Они бежали по стылой улице, временами увязая по щиколотки в рыхлом, грязном снегу – чистить улицы теперь было бы непозволительной роскошью, – и она думала: «Сорок минут, максимум – час, очередь с каждым днем становится всё меньше и меньше, ничего не случится; он не станет включать воду, не станет копаться в розетке, и даже если кто-нибудь – кто угодно – позвонит в дверь, он не откроет, потому что не может дотянуться до верхнего замка, он в безопасности».
Они бежали, и уже видна была в конце улицы грузовая машина с грубо нарисованным красным крестом, и жидкая разрозненная толпа людей вокруг, которую она привычно попыталась оценить – да, минут сорок, если только какая-нибудь старуха (почему-то это всегда именно старухи и никогда старики) не задержит очередь, потому что забыла или потеряла талон, и тогда возникнет жалкий, визгливый, недолгий скандал, из-за которого домой удастся вернуться только через час, не раньше.
Бежать теперь стало легче – по снегу, утоптанному и плотному, как асфальт, потому что с утра – а машина приезжала рано утром, еще затемно, – здесь перебывали все, кто мог еще выйти на улицу, и их по-прежнему набиралось достаточно, в то время как во дворах уже было не разойтись из-за неряшливых сугробов с узкими, на одного человека, протоптанными тропинками; попадались даже целые подъезды – она отметила несколько на бегу, – вокруг которых снег был нетронутый и чистый, без единого следа.
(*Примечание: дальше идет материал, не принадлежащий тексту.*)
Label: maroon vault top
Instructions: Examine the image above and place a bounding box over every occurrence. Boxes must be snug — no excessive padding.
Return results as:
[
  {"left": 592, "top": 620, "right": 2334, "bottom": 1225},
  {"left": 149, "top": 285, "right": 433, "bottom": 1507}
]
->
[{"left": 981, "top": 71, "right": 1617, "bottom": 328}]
Уже возле самой машины – нащупывая в кармане твердый картонный прямоугольник продовольственного талона, стараясь встать поближе к хмурому контролеру в черном армейском респираторе, выбрасывающему прямо из кузова серые одинаковые коробки и время от времени монотонно и невнятно повторяющему одну и ту же фразу: «По одному. По одному, я сказал. На шаг отойдите. Отойдите, женщина», и в то же время не столкнуться ни с кем из прочих столпившихся возле грузовика людей, не скользнуть рукавом или полой пальто, – она вдруг подумала: «Он не сможет открыть дверь. Если что-нибудь случится прямо сейчас, на обратном пути, когда мы понесем эти чертовы коробки, которые никуда не спрятать, которые словно кричат – смотрите, у меня есть еда, а с нами теперь нет Юры (можно считать, что Юры вообще больше нет). Если что-нибудь случится со мной – если я не вернусь, – он не сможет открыть дверь. И никто не придет к нему». Эта мысль заставила ее бежать назад еще быстрее, несмотря на тяжелую, неудобную коробку, которую ей нужно было нести, и соседка – с такой же коробкой наперевес – едва поспевала за ней.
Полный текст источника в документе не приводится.